Permintaan Pasar, Bocorocco Hadirkan Sepatu Olahraga
Owner bocorocco Indonesia, Ridwan Saidbun saat merilis sepatu Bocoroco edisi Sport di kawasan Pondok Indah, Jakarta Selatan, Minggu , 3 November 2019. ( Foto: Beritasatu.com/Chairul Fikri )
Chairul Fikri / CAH Senin, 4 November 2019 | 14:55 WIB

Jakarta, Beritasatu.com - Sepatu kini tak hanya dipergunakan sebagai alas kaki semata, tetpi juga dianggap sebagai salah satu penunjang gaya hidup di masyarakat. Sadar sengan hal itu, brand sepatu Bocorocco yang berasal dari Italia mengembangkan Pillow Concept Technology yang dianggap akan mampu mengurangi rasa lelah.

Namun karena banyaknya permintaan, kini Bocorocco merilis kembali produk sepatu sport yang tak hanya nyaman digunakan untuk olahraga, tetapi juga untuk dijadikan gaya hidup.

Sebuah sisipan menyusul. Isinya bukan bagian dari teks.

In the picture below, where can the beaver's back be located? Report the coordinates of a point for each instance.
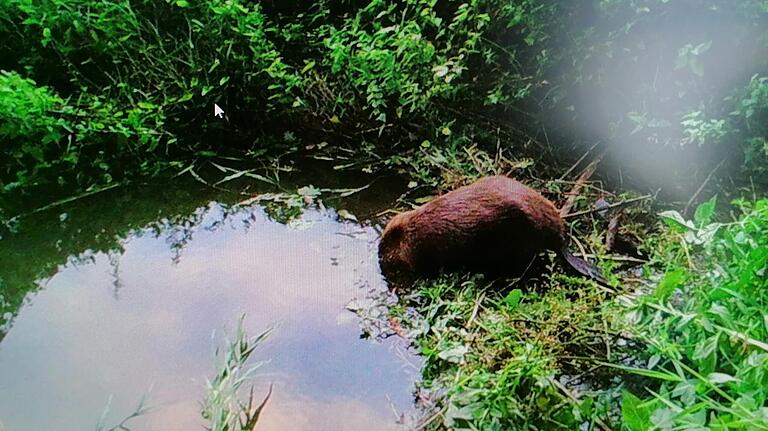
(496, 224)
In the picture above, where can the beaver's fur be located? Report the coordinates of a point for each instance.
(495, 225)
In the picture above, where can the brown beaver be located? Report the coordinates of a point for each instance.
(495, 225)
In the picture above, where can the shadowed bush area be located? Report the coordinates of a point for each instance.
(109, 90)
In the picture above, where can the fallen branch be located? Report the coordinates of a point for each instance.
(585, 175)
(609, 207)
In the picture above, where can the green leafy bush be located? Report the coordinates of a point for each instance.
(705, 325)
(46, 138)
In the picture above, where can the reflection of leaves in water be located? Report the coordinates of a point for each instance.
(114, 262)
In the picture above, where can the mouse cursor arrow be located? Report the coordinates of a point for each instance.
(217, 111)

Hal itu diungkapkan Owner bocorocco Indonesia, Ridwan Saidbun saat merilis sepatu Bocoroco edisi Sport di kawasan Pondok Indah, Jakarta Selatan, Minggu (03/11/2019).

"Sejak berdiri 8 tahun lalu, Bocorocco memang berusaha konsen mengembangkan Pillow Concept Technology yang dikembangkan agar para pemakai sepatunya sendiri merasa nyaman dan tidak cepat merasa lelah. Selama ini kami memang selalu konsen terhadap sepatu-sepatu kasual dan juga sepatu kantor. Namun karena banyaknya permintaan dari para pelanggan kami tentang sepatu sport, makanya kami coba hadirkan sepatu sport ini dengan desain dan tekhnologi sama seperti sepatu yang kami miliki," ungkap Ridwan.

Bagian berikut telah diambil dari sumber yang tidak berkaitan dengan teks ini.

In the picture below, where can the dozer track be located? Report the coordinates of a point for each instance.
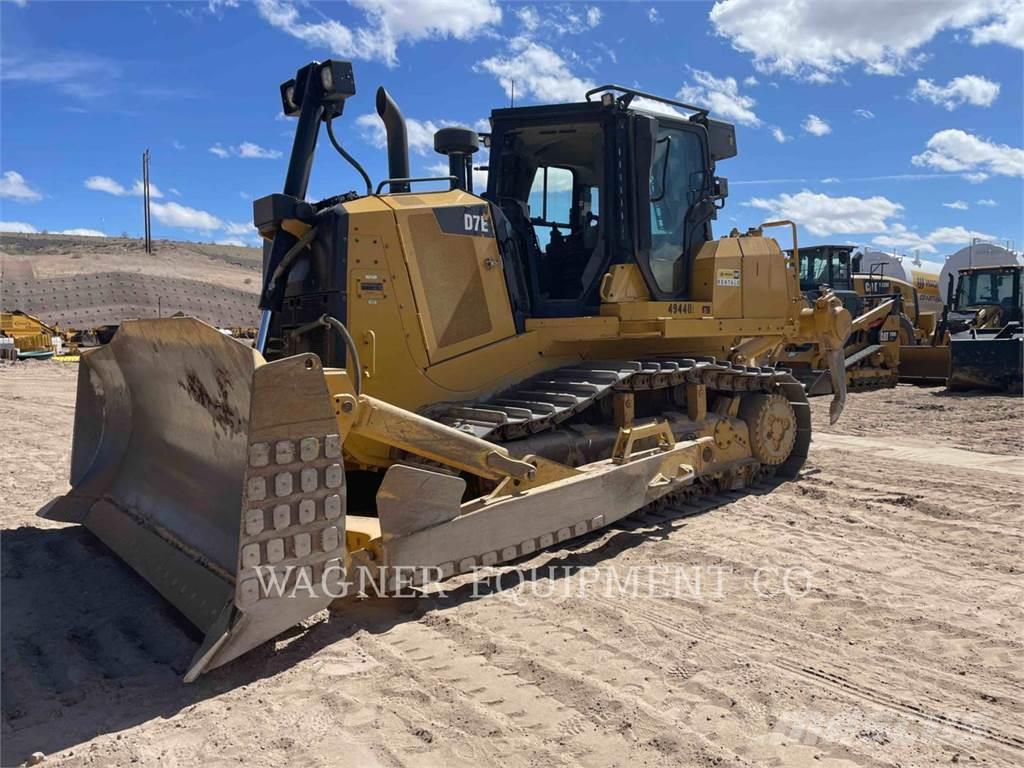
(554, 397)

Sebagai tahap awal Bocorocco baru memproduksi 20 model dan warna sepatu olahraga untuk pria dan wanita yang dianggap tak kalah dengan brand-brand sepatu olahraga yang sudah beredar di pasar.

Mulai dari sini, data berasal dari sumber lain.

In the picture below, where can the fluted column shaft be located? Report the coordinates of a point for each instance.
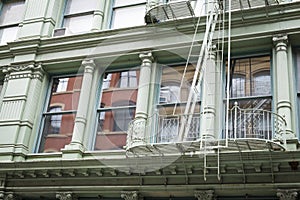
(283, 95)
(82, 110)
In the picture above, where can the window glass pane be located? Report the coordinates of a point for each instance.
(117, 109)
(170, 113)
(12, 12)
(170, 91)
(250, 90)
(128, 16)
(60, 115)
(119, 3)
(8, 34)
(250, 77)
(80, 6)
(78, 24)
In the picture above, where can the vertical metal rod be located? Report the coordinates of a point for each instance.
(235, 119)
(228, 71)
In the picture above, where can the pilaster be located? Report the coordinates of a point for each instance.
(75, 148)
(287, 194)
(204, 194)
(283, 80)
(137, 129)
(209, 97)
(18, 111)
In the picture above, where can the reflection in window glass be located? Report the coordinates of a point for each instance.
(12, 13)
(117, 109)
(79, 15)
(172, 102)
(250, 88)
(250, 77)
(8, 34)
(128, 16)
(55, 120)
(238, 86)
(58, 120)
(78, 24)
(79, 6)
(128, 79)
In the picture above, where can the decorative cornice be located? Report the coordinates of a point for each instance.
(8, 196)
(146, 57)
(287, 194)
(65, 196)
(34, 71)
(204, 194)
(130, 195)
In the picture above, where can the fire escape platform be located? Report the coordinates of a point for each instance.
(194, 147)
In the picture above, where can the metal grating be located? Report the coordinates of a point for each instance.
(171, 11)
(246, 4)
(242, 145)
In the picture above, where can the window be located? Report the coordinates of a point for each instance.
(116, 109)
(172, 102)
(78, 15)
(128, 13)
(12, 12)
(298, 81)
(250, 87)
(58, 119)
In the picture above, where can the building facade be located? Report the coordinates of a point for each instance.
(149, 99)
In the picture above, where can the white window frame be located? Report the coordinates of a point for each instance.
(124, 6)
(72, 17)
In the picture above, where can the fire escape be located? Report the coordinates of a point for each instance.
(263, 123)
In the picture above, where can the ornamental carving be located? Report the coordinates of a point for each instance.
(34, 71)
(204, 194)
(9, 196)
(280, 42)
(129, 195)
(65, 196)
(287, 194)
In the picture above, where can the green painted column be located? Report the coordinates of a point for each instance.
(76, 144)
(40, 18)
(98, 16)
(282, 81)
(210, 97)
(137, 129)
(18, 110)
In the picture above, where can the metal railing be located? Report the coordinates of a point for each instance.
(254, 123)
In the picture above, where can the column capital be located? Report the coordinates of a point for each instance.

"Kami menyakini produk kami lebih berkualitas karena memang mengadaptasi Pillow Concept Technology, berupa sembilan lapis sol yang mampu meredam guncangan tubuh pada saat berdiri, berjalan, berlari, bahkan melompat, dan produk ini bisa digunakan mereka-mereka yang memiliki keluhan bila berjalan jauh, mudah capek, atau ada sakit pada bagian tumit, lutut, pinggang, leher, saraf terjepit, pascaoperasi, ibu hamil, bisa mencoba teknologi ini," tandasnya.